Caribbean’s natural strengths are “inclusiveness, resilience, competitiveness and diversity,” Guyana’s President tells global investors

  • Dr Mohamed Irfaan Ali promotes region at ‘Caribbean Investment Forum’ at Expo Dubai 2020.
  • Over 250 investors attended forum to hear about Caribbean investment opportunities.
  • President Ali: Caribbean has “immense possibilities” but needs “capital and technology”.

Guyana’s President, Dr Mohamed Irfaan Ali, has urged hundreds of global investors attending Expo Dubai 2020 to see the Caribbean as a dynamic region that is perfectly positioned for investment and innovation.

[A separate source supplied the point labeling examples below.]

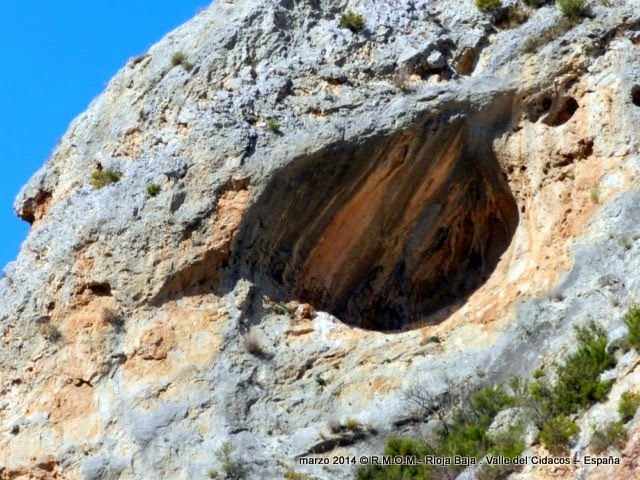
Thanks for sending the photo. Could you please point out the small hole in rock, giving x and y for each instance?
(635, 96)
(563, 114)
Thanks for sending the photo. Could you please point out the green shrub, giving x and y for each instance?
(509, 444)
(556, 434)
(578, 381)
(352, 424)
(352, 21)
(571, 8)
(180, 58)
(102, 178)
(632, 321)
(614, 434)
(273, 126)
(628, 405)
(465, 435)
(153, 189)
(292, 475)
(488, 4)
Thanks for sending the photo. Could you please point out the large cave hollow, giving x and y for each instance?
(386, 231)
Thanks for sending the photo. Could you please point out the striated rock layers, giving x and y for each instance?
(450, 190)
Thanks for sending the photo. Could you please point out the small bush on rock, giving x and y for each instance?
(613, 434)
(632, 321)
(556, 434)
(571, 8)
(102, 178)
(488, 4)
(352, 21)
(153, 189)
(629, 403)
(273, 126)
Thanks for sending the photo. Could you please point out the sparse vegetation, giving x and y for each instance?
(253, 342)
(464, 420)
(465, 434)
(293, 475)
(624, 242)
(352, 424)
(571, 8)
(546, 167)
(632, 321)
(614, 434)
(100, 178)
(556, 434)
(629, 403)
(153, 189)
(578, 381)
(352, 21)
(180, 58)
(112, 317)
(488, 4)
(273, 126)
(232, 468)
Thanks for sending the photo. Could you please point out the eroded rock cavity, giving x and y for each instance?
(386, 231)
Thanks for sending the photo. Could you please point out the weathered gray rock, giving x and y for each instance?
(485, 199)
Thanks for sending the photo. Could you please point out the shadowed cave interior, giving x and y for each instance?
(384, 232)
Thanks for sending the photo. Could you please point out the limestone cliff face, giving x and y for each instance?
(433, 175)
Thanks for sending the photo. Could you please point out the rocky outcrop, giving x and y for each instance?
(449, 191)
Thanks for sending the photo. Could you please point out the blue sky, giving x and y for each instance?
(55, 57)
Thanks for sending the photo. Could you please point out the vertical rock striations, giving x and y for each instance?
(451, 191)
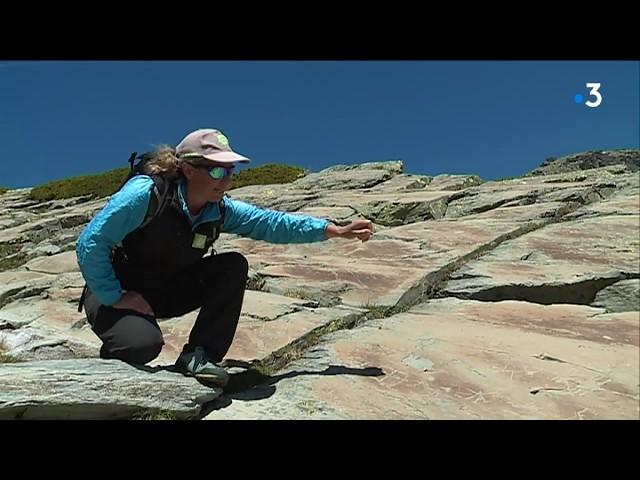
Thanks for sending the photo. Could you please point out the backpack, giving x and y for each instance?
(157, 202)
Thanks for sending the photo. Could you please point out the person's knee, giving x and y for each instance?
(137, 349)
(141, 352)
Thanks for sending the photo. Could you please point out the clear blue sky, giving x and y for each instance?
(60, 119)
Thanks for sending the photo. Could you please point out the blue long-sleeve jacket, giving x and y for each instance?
(127, 208)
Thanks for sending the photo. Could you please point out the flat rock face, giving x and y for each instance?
(502, 299)
(96, 389)
(461, 359)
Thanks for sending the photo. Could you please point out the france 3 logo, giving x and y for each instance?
(594, 92)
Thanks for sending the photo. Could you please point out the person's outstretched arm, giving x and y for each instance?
(274, 226)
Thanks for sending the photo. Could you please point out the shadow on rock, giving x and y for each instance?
(253, 385)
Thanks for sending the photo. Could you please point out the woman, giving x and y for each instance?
(136, 273)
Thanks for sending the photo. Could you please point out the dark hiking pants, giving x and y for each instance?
(215, 285)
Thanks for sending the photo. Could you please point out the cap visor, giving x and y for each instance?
(227, 157)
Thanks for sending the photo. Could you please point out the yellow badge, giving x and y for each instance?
(199, 241)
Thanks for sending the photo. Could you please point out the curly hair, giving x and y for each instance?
(163, 161)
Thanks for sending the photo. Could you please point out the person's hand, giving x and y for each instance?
(360, 229)
(134, 301)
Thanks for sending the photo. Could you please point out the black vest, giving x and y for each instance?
(154, 253)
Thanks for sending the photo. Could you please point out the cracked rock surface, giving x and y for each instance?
(499, 299)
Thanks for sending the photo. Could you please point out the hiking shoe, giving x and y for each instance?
(198, 364)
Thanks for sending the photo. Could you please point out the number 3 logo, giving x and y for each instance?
(594, 91)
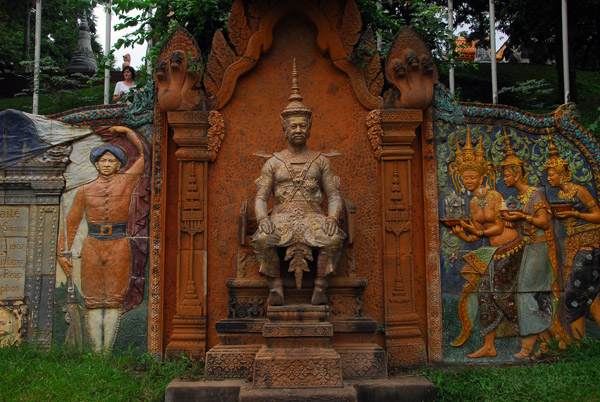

Speaking to attendees at the Caribbean Export Development Agency’s ‘Caribbean Investment Forum’ (CIF2022) on March 22, 2022, President Ali said the region’s “inclusiveness, resilience, competitiveness and diversity”, are natural advantages which are necessary for sustainable economic development.

President Ali, the official patron of CIF2022, added: “We are in the UAE, and perhaps it is very important for us to position the region in the context of the UAE, because there are many intense similarities, and many examples of the paths to the development process and what it has bought to this region, as it is to the paths we’re taking now in the Caribbean.”

In October 2021, President Ali told Expo Dubai how Guyana had transformed into “the world’s fastest-growing economy in 2020” with a GDP growth of 43.8%, but he acknowledged that foreign direct investment was essential for the country to continue its ambitious upward trajectory.

Speaking to Caribbean Export before CIF2022 on Monday, President Ali reiterated that “capital and technology” are key for the region to make the most of its “immense possibilities”.

He stated: “The Caribbean is a region that has enormous opportunities in luxury resorts, hotels, eco-services, climate services, mining, oil and gas, sustainable energy, renewable energy, health, education, infrastructure, transport, and logistics, these are all opportunities that reside in the region. These opportunities need to be capitalised on.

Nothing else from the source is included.